Les réseaux sociaux ont amplifié ces débats, avec des prises de position virulentes des deux côtés. La réforme constitutionnelle devient ainsi un sujet qui dépasse les seuls cercles politiques pour toucher l’ensemble de la population.

Perspectives et questions ouvertes

Plusieurs interrogations demeurent après ce vote parlementaire. Le président choisira-t-il rapidement un vice-président ? Quel profil privilégiera-t-il : un technocrate, un politique expérimenté, une personnalité issue des régions anglophones pour apaiser les tensions ?

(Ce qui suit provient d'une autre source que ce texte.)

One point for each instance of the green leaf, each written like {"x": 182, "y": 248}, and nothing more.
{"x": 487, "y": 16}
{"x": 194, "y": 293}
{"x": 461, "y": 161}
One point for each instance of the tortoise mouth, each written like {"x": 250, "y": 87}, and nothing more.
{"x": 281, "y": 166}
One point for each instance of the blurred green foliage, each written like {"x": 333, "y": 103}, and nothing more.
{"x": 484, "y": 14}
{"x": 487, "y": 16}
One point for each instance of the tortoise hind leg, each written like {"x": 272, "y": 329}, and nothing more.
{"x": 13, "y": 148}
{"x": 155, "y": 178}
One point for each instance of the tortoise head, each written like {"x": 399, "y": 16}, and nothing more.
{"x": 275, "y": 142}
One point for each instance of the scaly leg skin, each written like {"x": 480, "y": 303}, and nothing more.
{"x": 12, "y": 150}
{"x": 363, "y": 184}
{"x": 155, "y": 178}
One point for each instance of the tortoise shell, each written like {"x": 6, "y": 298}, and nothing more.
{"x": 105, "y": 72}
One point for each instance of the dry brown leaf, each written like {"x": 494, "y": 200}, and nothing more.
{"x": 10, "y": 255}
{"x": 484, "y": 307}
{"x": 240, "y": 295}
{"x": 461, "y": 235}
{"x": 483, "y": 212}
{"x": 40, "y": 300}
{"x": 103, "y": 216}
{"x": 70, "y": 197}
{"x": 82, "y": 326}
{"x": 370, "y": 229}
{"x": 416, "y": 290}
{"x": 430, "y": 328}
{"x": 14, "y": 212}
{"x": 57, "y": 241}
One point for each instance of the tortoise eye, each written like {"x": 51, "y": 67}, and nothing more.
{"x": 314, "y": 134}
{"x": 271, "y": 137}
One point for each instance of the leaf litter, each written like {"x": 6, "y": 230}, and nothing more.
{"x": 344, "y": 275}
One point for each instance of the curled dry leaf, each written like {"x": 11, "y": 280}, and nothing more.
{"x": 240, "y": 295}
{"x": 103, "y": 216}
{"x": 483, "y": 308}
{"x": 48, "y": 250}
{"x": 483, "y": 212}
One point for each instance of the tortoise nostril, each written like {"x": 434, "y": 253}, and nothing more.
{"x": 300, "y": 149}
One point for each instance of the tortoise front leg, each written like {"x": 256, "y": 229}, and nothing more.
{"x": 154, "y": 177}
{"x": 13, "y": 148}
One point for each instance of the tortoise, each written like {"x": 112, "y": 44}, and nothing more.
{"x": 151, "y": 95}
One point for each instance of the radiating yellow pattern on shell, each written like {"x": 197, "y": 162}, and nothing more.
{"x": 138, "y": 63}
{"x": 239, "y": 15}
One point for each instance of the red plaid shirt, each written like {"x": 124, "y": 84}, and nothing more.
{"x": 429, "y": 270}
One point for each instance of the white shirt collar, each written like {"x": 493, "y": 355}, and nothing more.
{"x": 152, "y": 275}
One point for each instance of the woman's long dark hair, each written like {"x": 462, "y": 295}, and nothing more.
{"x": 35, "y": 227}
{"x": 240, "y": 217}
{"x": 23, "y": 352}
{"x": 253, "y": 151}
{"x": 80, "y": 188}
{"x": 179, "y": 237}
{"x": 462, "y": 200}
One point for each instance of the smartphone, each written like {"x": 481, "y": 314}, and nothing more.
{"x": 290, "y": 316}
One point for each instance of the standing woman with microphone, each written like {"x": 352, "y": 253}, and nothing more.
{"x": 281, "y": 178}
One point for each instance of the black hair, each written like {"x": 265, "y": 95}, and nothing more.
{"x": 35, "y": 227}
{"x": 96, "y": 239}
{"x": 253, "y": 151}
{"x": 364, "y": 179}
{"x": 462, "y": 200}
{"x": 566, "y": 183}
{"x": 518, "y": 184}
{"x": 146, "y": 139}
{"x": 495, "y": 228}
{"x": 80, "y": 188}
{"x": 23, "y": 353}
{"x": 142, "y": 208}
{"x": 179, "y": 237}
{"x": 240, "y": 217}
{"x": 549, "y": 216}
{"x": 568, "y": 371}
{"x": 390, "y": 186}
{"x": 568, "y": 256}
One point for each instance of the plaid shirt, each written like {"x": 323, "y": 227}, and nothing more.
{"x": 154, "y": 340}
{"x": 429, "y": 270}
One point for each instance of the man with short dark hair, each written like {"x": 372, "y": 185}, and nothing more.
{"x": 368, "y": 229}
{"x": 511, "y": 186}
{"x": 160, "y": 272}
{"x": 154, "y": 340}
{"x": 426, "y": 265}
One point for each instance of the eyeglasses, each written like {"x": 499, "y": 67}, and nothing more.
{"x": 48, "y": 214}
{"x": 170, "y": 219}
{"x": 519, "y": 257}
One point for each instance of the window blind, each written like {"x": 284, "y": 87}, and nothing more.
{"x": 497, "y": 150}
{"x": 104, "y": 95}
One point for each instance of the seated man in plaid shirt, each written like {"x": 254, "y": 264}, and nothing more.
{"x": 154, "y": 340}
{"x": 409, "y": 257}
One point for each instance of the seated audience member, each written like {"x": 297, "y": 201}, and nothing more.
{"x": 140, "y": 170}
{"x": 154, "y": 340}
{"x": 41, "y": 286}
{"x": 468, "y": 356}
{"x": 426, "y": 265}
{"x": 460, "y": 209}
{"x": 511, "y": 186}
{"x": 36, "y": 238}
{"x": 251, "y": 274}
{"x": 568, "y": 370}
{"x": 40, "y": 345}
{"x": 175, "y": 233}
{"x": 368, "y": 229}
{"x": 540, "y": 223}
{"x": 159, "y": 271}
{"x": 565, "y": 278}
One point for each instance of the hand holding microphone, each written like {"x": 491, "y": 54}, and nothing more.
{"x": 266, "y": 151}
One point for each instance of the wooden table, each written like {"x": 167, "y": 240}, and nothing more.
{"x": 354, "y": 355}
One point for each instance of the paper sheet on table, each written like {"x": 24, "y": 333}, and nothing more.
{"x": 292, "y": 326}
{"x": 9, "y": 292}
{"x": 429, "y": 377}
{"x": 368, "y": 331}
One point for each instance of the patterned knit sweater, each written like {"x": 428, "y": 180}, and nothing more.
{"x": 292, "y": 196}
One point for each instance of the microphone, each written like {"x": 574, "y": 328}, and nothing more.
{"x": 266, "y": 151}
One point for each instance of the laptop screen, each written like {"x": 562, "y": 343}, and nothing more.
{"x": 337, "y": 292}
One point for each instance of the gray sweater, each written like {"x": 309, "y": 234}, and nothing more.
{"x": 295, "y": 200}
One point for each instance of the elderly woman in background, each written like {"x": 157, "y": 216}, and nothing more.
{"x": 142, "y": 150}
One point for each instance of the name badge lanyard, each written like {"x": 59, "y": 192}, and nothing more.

La réforme pourrait également nécessiter des ajustements dans d’autres textes, comme le Code électoral, pour préciser les modalités pratiques de cette nouvelle fonction.

Enfin, l’impact sur le conflit dans les régions anglophones reste incertain. Sans geste fort en direction du fédéralisme, la création du poste risque d’être perçue comme insuffisante par ceux qui réclament une refonte plus profonde de l’organisation territoriale du pays.

Le Cameroun entre donc dans une phase délicate de son histoire politique. La réforme adoptée ce samedi marque un tournant institutionnel dont les conséquences se feront sentir dans les années à venir, quel que soit le calendrier choisi pour la mise en œuvre effective du poste de vice-président.

Alors que le pays continue de naviguer entre aspirations au changement et besoin de stabilité, cette décision constitutionnelle illustre les défis complexes auxquels font face de nombreuses nations africaines confrontées à la question de la succession au sommet de l’État.

La suite des événements, notamment une éventuelle nomination, permettra de mieux comprendre les intentions réelles derrière cette réforme historique. Pour l’heure, le débat reste ouvert, reflétant la vitalité – parfois tendue – de la vie politique camerounaise.

Ce vote, bien que largement prévisible compte tenu de la composition du Parlement, n’en reste pas moins un moment important. Il soulève des questions fondamentales sur la démocratie, la continuité du pouvoir et l’avenir institutionnel du Cameroun au XXIe siècle.